阿刀田高『あやかしの声』新潮文庫 1999年

 11編をおさめた短編集です。気に入った作品についてコメントします。

「愛のすみか」
 仙台での新婚生活…それが私たち夫婦の美しい想い出だった…
 美しいはずの想い出が,不気味で,そしてアイロニカルな色合いに染め上げあれるラストが「ぞくり」とさせられます。またエロチシズムとグロテスクさが混淆しているところもいいですね。最初読んだとき,よくわかりませんでしたが・・・^^;;
「気弱な恋の物語」
 気弱な男が,薬局の薬剤師に恋をしたのだが…
 ミステリ短編になるところを,さらにひねって,もの悲しくも滑稽で,また皮肉めいた「失恋」の物語に仕立てています。
「鼻のあるスクープ」
 息子と娘を殺した殺人犯に,父親は復讐を誓う…
 ちょっと長めかな,というところはありますが,後半での復讐のやり方がじつにけれん味があって楽しいです。冒頭の「町」の,しつこい感じの描写が生きています。
「灰色花壇」
 妻子に先立たれた陽平は,花壇を作りながら,むかしのある記憶を思い出し…
 これまたミステリ的落ちを回避することによって,現実的な,あるかもしれないと思わせるもの悲しいラストを描き出しています。

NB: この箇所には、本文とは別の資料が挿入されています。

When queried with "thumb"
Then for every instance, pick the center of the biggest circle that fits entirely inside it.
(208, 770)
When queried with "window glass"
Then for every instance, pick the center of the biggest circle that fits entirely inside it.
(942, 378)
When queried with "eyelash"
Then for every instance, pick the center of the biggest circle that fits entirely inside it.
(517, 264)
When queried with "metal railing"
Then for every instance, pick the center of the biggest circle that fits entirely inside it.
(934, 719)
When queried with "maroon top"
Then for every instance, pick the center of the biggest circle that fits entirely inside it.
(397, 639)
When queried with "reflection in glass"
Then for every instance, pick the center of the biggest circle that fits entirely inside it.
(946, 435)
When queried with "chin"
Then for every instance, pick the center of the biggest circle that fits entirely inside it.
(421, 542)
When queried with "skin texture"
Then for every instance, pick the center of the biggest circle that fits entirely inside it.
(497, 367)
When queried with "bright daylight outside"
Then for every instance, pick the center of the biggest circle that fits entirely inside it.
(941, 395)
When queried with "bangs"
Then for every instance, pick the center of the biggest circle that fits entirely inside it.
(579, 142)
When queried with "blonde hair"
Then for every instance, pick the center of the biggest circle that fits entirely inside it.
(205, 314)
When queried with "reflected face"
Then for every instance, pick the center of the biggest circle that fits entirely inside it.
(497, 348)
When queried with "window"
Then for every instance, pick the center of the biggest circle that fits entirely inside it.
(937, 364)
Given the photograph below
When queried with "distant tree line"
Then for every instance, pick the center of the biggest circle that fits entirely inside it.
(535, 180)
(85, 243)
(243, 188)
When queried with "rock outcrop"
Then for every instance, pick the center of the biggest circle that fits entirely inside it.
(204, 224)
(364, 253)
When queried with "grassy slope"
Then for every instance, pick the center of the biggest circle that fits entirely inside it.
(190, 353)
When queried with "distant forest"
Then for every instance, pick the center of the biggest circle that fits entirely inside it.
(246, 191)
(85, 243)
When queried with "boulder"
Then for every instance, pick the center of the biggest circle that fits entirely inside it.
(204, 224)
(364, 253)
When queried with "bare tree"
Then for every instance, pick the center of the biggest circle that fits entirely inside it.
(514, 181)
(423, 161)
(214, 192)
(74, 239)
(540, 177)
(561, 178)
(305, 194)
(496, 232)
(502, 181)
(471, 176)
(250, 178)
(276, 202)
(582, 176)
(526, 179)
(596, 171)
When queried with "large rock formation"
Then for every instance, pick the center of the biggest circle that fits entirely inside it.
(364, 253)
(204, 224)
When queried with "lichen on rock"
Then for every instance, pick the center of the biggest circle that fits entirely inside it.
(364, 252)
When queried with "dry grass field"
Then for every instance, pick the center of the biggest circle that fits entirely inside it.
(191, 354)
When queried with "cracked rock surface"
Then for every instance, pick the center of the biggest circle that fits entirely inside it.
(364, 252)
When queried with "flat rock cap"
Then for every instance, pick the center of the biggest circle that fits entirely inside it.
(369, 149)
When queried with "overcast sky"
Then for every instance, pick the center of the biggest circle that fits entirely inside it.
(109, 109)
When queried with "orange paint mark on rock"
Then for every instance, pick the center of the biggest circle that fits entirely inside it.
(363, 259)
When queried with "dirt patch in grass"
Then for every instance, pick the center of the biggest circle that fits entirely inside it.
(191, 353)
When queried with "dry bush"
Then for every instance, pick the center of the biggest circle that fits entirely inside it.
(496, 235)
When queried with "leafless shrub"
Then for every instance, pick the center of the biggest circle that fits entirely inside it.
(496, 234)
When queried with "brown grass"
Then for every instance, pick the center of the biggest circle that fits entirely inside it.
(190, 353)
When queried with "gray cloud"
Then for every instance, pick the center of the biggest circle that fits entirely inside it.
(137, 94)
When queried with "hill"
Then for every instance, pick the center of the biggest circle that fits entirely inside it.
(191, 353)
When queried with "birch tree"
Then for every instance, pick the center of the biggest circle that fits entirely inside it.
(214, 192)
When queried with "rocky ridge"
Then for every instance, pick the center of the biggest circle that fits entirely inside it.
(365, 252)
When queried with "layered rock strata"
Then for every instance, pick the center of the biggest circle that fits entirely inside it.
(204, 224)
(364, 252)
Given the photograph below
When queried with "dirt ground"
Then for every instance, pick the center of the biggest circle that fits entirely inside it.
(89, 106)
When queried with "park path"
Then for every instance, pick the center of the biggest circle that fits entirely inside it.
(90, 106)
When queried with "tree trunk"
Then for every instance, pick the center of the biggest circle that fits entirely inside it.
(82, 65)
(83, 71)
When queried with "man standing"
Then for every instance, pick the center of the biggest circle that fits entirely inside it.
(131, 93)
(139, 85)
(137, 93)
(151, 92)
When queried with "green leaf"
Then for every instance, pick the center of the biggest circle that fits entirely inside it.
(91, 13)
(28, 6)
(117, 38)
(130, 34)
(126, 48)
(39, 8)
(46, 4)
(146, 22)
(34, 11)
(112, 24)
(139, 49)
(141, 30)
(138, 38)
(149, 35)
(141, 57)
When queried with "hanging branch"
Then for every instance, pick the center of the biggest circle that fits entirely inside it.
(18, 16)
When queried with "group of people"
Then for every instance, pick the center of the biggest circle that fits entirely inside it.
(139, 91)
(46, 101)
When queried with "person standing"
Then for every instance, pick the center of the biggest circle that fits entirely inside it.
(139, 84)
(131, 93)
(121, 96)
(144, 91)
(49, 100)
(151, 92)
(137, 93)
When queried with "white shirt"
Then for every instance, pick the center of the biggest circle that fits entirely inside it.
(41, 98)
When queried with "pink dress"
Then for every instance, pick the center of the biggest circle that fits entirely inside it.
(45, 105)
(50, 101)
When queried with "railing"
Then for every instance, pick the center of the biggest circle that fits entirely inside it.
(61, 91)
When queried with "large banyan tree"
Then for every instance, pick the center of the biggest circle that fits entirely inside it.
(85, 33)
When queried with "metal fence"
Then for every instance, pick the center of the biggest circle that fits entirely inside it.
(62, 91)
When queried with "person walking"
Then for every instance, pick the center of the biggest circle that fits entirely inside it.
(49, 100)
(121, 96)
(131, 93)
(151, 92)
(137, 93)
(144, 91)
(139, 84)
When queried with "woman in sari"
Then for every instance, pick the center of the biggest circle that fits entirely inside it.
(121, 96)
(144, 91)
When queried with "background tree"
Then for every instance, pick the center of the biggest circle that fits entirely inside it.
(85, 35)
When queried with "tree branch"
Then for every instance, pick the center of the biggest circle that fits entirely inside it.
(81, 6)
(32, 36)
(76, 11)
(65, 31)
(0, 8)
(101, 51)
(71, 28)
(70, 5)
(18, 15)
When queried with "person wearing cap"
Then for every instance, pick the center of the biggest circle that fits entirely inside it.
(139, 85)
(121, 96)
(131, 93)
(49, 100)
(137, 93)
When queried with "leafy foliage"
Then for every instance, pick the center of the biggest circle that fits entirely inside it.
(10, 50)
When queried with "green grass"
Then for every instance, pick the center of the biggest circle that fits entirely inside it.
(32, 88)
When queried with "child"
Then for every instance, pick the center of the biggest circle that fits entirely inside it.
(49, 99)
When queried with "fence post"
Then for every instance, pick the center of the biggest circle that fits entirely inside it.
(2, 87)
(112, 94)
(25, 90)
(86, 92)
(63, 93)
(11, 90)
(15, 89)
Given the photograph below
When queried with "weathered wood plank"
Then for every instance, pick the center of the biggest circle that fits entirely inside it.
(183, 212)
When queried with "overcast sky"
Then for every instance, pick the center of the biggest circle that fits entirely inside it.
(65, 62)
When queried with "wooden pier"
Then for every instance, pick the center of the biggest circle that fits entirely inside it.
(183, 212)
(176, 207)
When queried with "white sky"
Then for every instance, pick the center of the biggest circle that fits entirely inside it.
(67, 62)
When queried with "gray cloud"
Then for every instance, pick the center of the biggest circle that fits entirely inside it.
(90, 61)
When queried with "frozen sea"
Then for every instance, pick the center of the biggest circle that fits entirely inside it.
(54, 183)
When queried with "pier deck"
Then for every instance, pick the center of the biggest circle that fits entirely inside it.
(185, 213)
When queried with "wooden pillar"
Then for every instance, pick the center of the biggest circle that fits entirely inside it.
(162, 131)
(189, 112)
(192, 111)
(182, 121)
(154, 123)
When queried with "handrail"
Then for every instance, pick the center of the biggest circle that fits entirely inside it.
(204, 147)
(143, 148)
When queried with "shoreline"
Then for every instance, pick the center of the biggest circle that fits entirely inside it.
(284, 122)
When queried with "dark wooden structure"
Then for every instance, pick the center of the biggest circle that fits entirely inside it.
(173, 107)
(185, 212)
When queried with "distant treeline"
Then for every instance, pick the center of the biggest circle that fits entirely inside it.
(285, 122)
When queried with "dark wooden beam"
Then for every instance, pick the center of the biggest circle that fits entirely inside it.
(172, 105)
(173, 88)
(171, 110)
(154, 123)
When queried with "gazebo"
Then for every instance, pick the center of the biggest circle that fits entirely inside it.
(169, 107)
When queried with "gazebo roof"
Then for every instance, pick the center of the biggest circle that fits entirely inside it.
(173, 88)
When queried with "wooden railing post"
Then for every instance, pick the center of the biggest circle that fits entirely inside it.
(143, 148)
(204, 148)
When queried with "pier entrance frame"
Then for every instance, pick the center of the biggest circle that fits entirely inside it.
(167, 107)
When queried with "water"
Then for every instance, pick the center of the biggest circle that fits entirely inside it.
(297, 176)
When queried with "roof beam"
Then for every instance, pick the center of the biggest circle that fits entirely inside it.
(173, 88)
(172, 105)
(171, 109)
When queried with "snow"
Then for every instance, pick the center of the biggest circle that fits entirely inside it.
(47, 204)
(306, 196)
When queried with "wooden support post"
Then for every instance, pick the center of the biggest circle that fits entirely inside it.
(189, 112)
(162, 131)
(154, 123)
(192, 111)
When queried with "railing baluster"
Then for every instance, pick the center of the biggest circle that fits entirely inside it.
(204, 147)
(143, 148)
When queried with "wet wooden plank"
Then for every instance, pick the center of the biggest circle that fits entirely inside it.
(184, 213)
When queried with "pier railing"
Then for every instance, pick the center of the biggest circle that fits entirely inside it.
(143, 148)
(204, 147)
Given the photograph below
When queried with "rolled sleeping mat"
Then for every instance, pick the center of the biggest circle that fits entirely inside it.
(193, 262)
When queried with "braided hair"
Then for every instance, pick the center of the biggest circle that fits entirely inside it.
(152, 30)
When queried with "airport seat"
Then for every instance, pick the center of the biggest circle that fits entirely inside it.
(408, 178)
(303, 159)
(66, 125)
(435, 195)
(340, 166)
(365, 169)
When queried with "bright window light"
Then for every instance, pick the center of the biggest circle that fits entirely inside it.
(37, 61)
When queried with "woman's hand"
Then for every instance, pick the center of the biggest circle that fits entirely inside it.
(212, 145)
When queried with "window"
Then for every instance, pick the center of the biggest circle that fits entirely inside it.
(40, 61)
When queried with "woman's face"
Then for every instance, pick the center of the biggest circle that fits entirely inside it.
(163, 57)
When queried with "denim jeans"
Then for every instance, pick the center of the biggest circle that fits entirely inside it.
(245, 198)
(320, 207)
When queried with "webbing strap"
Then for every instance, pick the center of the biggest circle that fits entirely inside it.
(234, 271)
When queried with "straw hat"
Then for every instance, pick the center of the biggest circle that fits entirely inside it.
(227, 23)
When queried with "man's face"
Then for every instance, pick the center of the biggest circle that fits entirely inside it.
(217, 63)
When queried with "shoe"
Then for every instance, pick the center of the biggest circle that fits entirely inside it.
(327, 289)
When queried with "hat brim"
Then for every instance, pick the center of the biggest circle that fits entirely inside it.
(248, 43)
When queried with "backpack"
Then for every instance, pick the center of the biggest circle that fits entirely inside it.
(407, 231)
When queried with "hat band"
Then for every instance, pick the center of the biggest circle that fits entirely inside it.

「狂気」と呼んでしまうには,あまりにせつないです。
「鉢伏山奇譚」
 故郷の鉢伏山には,奇妙な民話が伝わっていた…
 山に恋された男の話,とでもいいましょうか? 奇妙な手触りを持った作品です。前出の「気弱な恋の物語」「灰色花壇」もそうですが,意識的にショッキングなオチを捨て去ることによって,奇妙な,それでいて哀切感のあるラストへと導いていく作風の作品が,この短編集には目立つようにように思います。
「あやかしの声」
 「幻聴が聞こえるの」そんな妻を残してアレキサンドリアへ旅だった“私”は,そこで不可思議な体験をし…
 ご多分に漏れず,わたしもまた「図書館」という空間が好きです。ぎっしりと並んだ本の間を,背表紙を眺めながら抜けていくときは,至福との一時と言えるかもしれません。しかしそれはあくまで,「非日常空間」としての「図書館」だからこそ,味わえるものなのでしょう。毎日,「仕事」として,膨大な書物と対面しなければならない司書さんのような方にとっては,やはり感じ方が違うのでしょう。この作者が司書出身であることは有名ですが,もしかすると作者自身も「あやかしの声」を聞いたことがあるのかもしれません。